# Shortfills



## Genosmate (6/4/19)

I just ordered some shortfills from overseas and I can't find the info I need but I'm sure someone here can help me out ;
The shortfills are 50ml in a 60ml bottle.I only have 36mg max Vg nic and I'd like to know how many grams of it to add to the shortfill to make a 3mg juice.

Reactions: Like 2


----------



## Dela Rey Steyn (6/4/19)

Genosmate said:


> I just ordered some shortfills from overseas and I can't find the info I need but I'm sure someone here can help me out ;
> The shortfills are 50ml in a 60ml bottle.I only have 36mg max Vg nic and I'd like to know how many grams of it to add to the shortfill to make a 3mg juice.


Can you give some more specs of The SF's?
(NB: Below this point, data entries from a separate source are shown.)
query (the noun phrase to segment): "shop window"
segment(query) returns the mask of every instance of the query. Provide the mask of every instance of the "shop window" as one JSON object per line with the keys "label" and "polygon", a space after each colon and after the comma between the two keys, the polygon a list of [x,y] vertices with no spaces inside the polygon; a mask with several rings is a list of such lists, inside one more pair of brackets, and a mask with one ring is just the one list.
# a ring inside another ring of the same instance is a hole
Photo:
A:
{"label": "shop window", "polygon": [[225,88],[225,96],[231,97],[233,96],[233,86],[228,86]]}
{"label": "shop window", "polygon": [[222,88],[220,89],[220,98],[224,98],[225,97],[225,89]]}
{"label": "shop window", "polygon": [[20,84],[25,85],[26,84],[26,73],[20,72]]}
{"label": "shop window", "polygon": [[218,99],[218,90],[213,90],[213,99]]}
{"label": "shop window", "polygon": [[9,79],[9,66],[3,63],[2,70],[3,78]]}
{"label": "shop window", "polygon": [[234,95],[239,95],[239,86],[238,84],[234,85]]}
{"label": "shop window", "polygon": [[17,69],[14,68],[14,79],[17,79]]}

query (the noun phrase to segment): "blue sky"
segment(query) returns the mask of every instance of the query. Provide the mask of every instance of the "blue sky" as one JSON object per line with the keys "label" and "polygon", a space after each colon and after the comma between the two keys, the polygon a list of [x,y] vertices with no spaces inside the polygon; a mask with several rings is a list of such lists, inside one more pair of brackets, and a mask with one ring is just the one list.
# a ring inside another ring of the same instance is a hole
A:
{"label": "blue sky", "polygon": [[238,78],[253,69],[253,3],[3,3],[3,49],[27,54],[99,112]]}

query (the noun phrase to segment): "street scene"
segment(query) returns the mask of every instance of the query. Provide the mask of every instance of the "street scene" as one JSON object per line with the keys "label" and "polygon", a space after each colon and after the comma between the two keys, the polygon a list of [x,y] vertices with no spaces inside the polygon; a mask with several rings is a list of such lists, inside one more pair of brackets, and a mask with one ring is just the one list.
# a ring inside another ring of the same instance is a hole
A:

Pg/vg ratio?

Reactions: Like 1


----------



## Genosmate (6/4/19)

Dela Rey Steyn said:


> Can you give some more specs of The SF's? Pg/vg ratio?


Sure,its 70/30 VG/PG

Reactions: Like 1


----------



## Silver (6/4/19)

Hi @Genosmate 

From a pure nicotine perspective:
If you add 5ml of your 36mg VG nic, the total 55ml will be about 3.27mg nic
VG weighs about 1.2g per ml, so the 5ml would weigh about 6g

Reactions: Like 1 | Winner 2 | Informative 1


----------



## Silver (6/4/19)

Your final mix would be a bit more than 70% VG then, but not by much
It would be 72.7% VG

Reactions: Like 2 | Winner 1 | Informative 1


----------



## Genosmate (6/4/19)

Thanks @Silver thats perfect.
Decided to try another eliquid as these days I only vape one flavour 24/7.Stuff is supposed to be the dogs danglers but I seem to remember hearing/seeing that before!
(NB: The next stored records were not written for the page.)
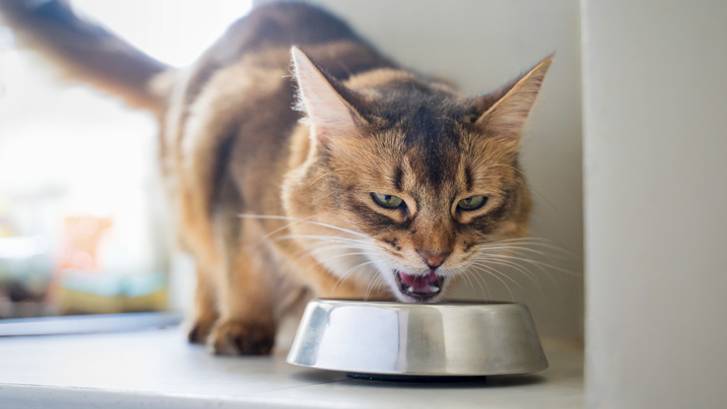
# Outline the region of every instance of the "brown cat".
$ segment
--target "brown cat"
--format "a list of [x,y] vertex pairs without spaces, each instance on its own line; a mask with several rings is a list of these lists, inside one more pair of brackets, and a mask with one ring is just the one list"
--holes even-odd
[[311,293],[437,301],[526,231],[520,132],[550,58],[468,98],[307,4],[254,9],[183,70],[62,2],[0,11],[70,73],[158,116],[161,172],[197,262],[189,336],[215,353],[268,353]]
Reactions: Like 3 | Funny 1


----------



## Silver (6/4/19)

Genosmate said:


> Thanks @Silver thats perfect.
> Decided to try another eliquid as these days I only vape one flavour 24/7.Stuff is supposed to be the dogs danglers but I seem to remember hearing/seeing that before!



dogs danglers
Lol

Reactions: Like 1 | Funny 2


----------



## Genosmate (21/4/19)

Silver said:


> dogs danglers
> Lol


A couple of weeks and then I'll find out

Reactions: Like 2 | Funny 1


----------



## Rob Fisher (21/4/19)

Genosmate said:


> A couple of weeks and then I'll find out
> View attachment 164293



What a Goose!

Reactions: Like 1 | Funny 2


----------